Sunday, June 16, 2013

Distribution of car weights

Two weeks ago I described car data, among which weight distribution of cars in Netherlands. At that time it was purely plots. In the mean time I decided I wanted to model trends. As a first step of that, I decided to fit distributions for these data. I soon found out that most of the tools seem to be organized around individual objects as units. So, the 22 categories of weight might be extended to 100 000 records or so, one for each car. That is clearly not convenient.
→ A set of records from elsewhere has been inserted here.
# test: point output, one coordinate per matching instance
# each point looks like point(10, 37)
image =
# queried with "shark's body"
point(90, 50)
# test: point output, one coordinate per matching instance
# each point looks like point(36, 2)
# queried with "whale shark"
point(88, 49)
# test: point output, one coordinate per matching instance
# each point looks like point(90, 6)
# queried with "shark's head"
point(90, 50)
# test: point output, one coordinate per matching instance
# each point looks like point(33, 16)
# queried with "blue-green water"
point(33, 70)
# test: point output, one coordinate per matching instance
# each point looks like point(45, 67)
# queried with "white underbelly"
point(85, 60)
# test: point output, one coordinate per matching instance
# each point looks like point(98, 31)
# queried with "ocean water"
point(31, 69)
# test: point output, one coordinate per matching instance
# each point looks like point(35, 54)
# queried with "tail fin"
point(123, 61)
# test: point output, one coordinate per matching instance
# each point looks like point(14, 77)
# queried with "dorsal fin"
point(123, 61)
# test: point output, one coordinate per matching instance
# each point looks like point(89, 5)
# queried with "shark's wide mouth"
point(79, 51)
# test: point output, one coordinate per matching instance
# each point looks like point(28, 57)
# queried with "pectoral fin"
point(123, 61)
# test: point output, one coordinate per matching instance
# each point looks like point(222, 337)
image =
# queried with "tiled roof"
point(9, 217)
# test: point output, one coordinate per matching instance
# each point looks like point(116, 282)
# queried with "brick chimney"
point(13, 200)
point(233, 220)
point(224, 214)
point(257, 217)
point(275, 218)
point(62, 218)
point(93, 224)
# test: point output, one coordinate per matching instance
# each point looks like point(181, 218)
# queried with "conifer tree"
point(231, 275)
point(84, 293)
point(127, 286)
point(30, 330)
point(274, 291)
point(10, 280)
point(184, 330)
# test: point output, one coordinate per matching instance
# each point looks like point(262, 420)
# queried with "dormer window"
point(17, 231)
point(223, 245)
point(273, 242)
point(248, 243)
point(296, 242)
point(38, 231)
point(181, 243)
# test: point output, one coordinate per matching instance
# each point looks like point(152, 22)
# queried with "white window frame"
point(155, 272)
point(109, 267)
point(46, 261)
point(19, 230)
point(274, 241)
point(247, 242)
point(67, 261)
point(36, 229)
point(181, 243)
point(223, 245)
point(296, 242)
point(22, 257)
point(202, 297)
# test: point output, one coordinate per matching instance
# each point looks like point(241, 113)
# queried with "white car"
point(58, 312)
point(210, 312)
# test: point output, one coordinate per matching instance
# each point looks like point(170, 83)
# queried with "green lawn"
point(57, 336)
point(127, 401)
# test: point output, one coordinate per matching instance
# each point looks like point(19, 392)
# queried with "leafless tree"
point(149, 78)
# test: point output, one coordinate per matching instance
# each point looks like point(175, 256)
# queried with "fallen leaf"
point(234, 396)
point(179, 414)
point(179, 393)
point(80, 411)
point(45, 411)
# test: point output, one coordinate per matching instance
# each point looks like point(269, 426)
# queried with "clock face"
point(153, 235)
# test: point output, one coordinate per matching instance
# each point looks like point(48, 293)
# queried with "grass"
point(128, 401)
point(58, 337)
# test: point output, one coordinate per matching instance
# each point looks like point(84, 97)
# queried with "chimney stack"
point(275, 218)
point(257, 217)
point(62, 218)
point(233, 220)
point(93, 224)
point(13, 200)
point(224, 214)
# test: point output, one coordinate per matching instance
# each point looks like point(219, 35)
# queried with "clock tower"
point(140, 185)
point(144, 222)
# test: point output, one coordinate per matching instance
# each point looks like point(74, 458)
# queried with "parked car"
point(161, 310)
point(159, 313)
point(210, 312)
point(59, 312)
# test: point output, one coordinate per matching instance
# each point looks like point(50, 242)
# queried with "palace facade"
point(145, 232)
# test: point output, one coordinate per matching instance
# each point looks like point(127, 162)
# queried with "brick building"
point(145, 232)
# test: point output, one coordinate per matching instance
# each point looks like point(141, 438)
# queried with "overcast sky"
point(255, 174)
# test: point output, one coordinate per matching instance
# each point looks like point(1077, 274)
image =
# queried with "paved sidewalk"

So, I brewed a MCMC algorithm for the Bayesian estimation of the distribution without all that. As I did most of this while on vacation, I had minimum access to books/internet, so it may be a bit clunky.

Data reading

Nothing new here, except I added manually a formal endpoint for the final weight category; 3500 kg. This number chosen because this is the maximum weight you may drive with a normal drivers license here.
weight1 <- read.csv2('Motorvoertuigen__per_010613140907.csv',na.strings='-')
weight2 <- weight1[!is.na(weight1$Waarde),]
weight2$BuildYear <- as.numeric(sub('Bouwjaar ','',as.character(weight2$Bouwjaren)))
weight2$RefYear <- as.numeric(sub(', 1 januari','',as.character(weight2$Peildatum)))
weightcats <- levels(weight2$Onderwerpen_2)
weightcats <- gsub('en meer','and more',weightcats)
levels(weight2$Onderwerpen_2) <- weightcats 
lweightcats <- as.numeric(gsub('( |-).*$','',weightcats))
uweightcats <- as.numeric(gsub('(^[0-9]+-)|([ [:alpha:]]+$)','',weightcats))
uweightcats[uweightcats==2451] <- 3500
weight3 <- weight2[weight2$RefYear==2001,c(2,6)]
weight3$lower <- lweightcats[weight3$Onderwerpen_2]
weight3$upper <- uweightcats[weight3$Onderwerpen_2]
weight3
        Onderwerpen_2 Waarde lower upper
14           0-450 kg     95     0   450
196        451-550 kg     33   451   550
378        551-650 kg    262   551   650
560        651-750 kg  19950   651   750
742        751-850 kg  58752   751   850
924        851-950 kg  81650   851   950
1106      951-1050 kg  57738   951  1050
1288     1051-1150 kg  91793  1051  1150
1470     1151-1250 kg 104933  1151  1250
1652     1251-1350 kg  89506  1251  1350
1834     1351-1450 kg  30814  1351  1450
2016     1451-1550 kg  19517  1451  1550
2198     1551-1650 kg  13828  1551  1650
2380     1651-1750 kg   5512  1651  1750
2562     1751-1850 kg   4131  1751  1850
2744     1851-1950 kg   1558  1851  1950
2926     1951-2050 kg   1769  1951  2050
3108     2051-2150 kg    430  2051  2150
3290     2151-2250 kg    205  2151  2250
3472     2251-2350 kg     89  2251  2350
3654     2351-2450 kg    137  2351  2450
3836 2451 kg and more    631  2451  3500

Jumping through mixture space

I had decided the model will consist of three or four different normal distributions with different weights. These weights obviously sum to 1, so it is not obvious how to jump in this space while keeping to the rule that a jump from A to B, must be just as probable as a jump from B to A. It would also be nice to have weights between 0 and 1. In the end I decided to do this per mixture component. Take one component, move it to logit space, take the jump, move it back. Shrink/inflate all others proportionally to achieve sum of 1.  The plot below shows a trace through mixture space.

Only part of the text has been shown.